Парни заухмылялись, прекрасно понимая тщетность угроз. Староста махнул на них рукой, повернулся к незнакомцу и поклонился:
– С чем пожаловали, господин?..
Путник проигнорировал заминку, не собираясь называть свое имя:
– Хотел напроситься обогреться, а тут и парни сказали, ведьма у вас есть.
– Есть, как же не быть-то! – староста гордо выпятил грудь: с наличием даже самой бездарной ведьмы деревня автоматически приобретала статус села. – А что случилось? Заболел кто-то аль что?
– Конь захромал, – мужчина кивнул на понуро стоящего гнедого. – Мне ехать дальше надо. Дело срочное, задержек не терпит.

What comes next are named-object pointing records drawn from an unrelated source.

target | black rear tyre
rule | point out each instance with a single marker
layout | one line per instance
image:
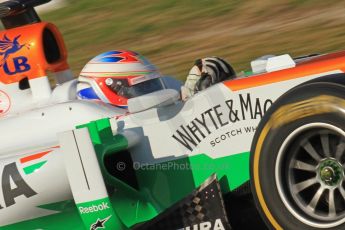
(298, 159)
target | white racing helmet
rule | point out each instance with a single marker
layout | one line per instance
(115, 76)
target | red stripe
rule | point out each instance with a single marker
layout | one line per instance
(34, 157)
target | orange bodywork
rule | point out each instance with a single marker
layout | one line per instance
(22, 53)
(324, 63)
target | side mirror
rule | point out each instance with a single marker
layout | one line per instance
(156, 99)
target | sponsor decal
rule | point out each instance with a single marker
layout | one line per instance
(5, 103)
(97, 214)
(208, 225)
(94, 208)
(33, 162)
(243, 108)
(13, 185)
(8, 47)
(99, 223)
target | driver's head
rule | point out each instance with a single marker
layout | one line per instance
(116, 76)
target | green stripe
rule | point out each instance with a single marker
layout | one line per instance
(30, 169)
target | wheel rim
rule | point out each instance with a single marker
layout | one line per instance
(309, 174)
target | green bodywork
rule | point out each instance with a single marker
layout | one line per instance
(160, 185)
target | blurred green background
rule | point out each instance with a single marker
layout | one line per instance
(172, 34)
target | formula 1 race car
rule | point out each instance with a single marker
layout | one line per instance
(276, 133)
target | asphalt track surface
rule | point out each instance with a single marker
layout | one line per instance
(243, 214)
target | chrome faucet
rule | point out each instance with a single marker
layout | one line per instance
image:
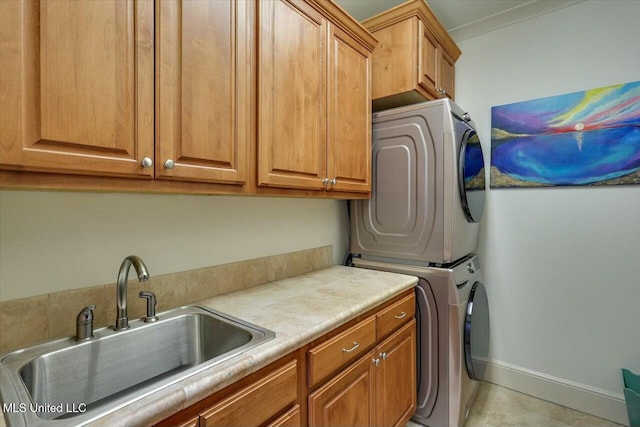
(84, 323)
(122, 320)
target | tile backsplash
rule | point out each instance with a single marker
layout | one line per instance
(26, 321)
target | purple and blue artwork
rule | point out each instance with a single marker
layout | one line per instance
(582, 138)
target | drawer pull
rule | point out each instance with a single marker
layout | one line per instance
(355, 345)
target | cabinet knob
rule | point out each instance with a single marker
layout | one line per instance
(353, 348)
(146, 162)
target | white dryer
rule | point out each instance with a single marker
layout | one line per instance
(453, 337)
(428, 184)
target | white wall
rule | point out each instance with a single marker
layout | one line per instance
(53, 241)
(561, 265)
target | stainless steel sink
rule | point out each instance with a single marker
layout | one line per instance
(78, 382)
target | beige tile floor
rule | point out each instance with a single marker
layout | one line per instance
(497, 406)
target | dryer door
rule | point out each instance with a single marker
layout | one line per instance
(471, 176)
(476, 332)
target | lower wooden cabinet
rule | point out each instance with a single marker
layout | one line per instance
(348, 399)
(377, 390)
(361, 374)
(395, 379)
(270, 397)
(265, 399)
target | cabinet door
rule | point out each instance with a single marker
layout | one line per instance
(428, 51)
(203, 90)
(346, 400)
(446, 77)
(77, 86)
(257, 403)
(349, 115)
(292, 100)
(396, 377)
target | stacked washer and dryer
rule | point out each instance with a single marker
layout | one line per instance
(422, 219)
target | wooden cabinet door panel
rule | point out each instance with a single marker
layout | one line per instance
(346, 400)
(77, 86)
(349, 115)
(257, 403)
(394, 59)
(203, 86)
(292, 97)
(446, 70)
(396, 377)
(428, 49)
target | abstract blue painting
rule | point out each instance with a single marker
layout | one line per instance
(582, 138)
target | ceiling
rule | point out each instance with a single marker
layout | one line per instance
(464, 19)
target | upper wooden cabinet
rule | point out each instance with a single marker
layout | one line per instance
(203, 90)
(264, 97)
(415, 59)
(77, 86)
(314, 114)
(78, 78)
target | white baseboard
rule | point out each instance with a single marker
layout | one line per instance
(590, 400)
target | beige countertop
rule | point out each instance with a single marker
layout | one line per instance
(298, 309)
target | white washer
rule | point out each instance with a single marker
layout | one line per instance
(453, 337)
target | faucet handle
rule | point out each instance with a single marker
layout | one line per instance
(151, 305)
(84, 323)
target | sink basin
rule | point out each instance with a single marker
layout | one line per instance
(78, 382)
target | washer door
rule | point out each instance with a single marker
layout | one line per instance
(471, 176)
(476, 332)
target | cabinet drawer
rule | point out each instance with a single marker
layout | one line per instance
(340, 350)
(392, 317)
(257, 403)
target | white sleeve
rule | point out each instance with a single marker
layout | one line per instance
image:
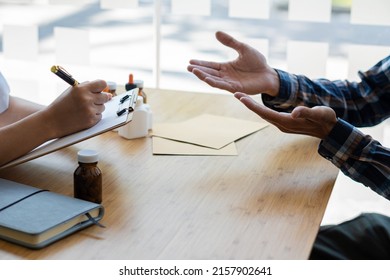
(4, 94)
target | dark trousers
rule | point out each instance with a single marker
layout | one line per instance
(366, 237)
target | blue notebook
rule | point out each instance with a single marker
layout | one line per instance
(35, 218)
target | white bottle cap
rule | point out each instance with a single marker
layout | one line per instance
(87, 156)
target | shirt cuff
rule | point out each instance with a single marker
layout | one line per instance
(341, 143)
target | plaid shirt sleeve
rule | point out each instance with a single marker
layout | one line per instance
(366, 103)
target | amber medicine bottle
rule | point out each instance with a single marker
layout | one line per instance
(87, 177)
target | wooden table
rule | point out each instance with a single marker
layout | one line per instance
(265, 203)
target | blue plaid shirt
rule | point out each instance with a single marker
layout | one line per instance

– Ну это она вмиг поправит, толковая она у нас! Да вы заходите, что стоять у калитки.
Путник коротко кивнул и, передав коня батракам, прошел в пахнущие теплом и свежим хлебом сени, переступил порог.
Комната в доме была светлая, большая, по традиции разделенная печкой на две половины, жилую и гостевую. Странник огляделся: деревянные, выскобленные добела, полы, резная, с любовью сделанная, мебель – стол и несколько лавок, наверняка либо сам староста, либо кто-то из сельчан делал, сундук, обитый железом, у окна. Он снял плащ и положил рядом с собой на лавку.
Староста с уважением посмотрел на дорожный костюм из хорошо выделанной черной кожи и высокие сапоги, наверняка заговоренные от сырости и непогоды. Блеснувшая под воротом куртки тонкая вязь стальных колец подтвердила состоятельность незваного гостя: такие эльфийские кольчуги, очень легкие и одновременно очень прочные, специального плетения, могли позволить себе лишь очень богатые люди.
В ту же минуту занавеска, висевшая за печкой, отодвинулась, оттуда высунулась слегка растрепанная девичья головка. При виде незнакомца девушка ойкнула, ткань стремительно слетела на свое место, тут же в жилой половине раздались торопливые шаги и шорох ткани.
– Марфа, хватит наряжаться, подь сюды! – окрикнул дочь староста.
Она послушно выпорхнула из своего укрытия. Невысокая, кругленькая крестьянка напомнила путнику аппетитную булочку, которые с утра всегда выставляли на продажу в пекарне неподалеку от его дома в столице.
– Да, папенька? – Марфа старательно опустила голову, бросая быстрые кокетливые взгляды на незнакомца.
По мнению девушки, он был весьма хорош собой: еще не старый, но уже давно не юнец, высокий, поджарый. Темные, почти черные, волосы, достаточно коротко стриженные по бокам, длинная челка неровными прядями падала на высокий лоб, золотистые с зелеными искорками, будто у соседского кота, глаза ярко блестели из-под густых темных бровей.
Осмелев, Марфа посмотрела ему в глаза и невольно обомлела, поежившись под пристальным взглядом, будто у сельского жреца на исповеди – хочешь не хочешь, а во всех грехах признаешься. Мужчина усмехнулся, совершенно точно поняв её реакцию, и лениво отвел взгляд, делая вид, что осматривает комнату.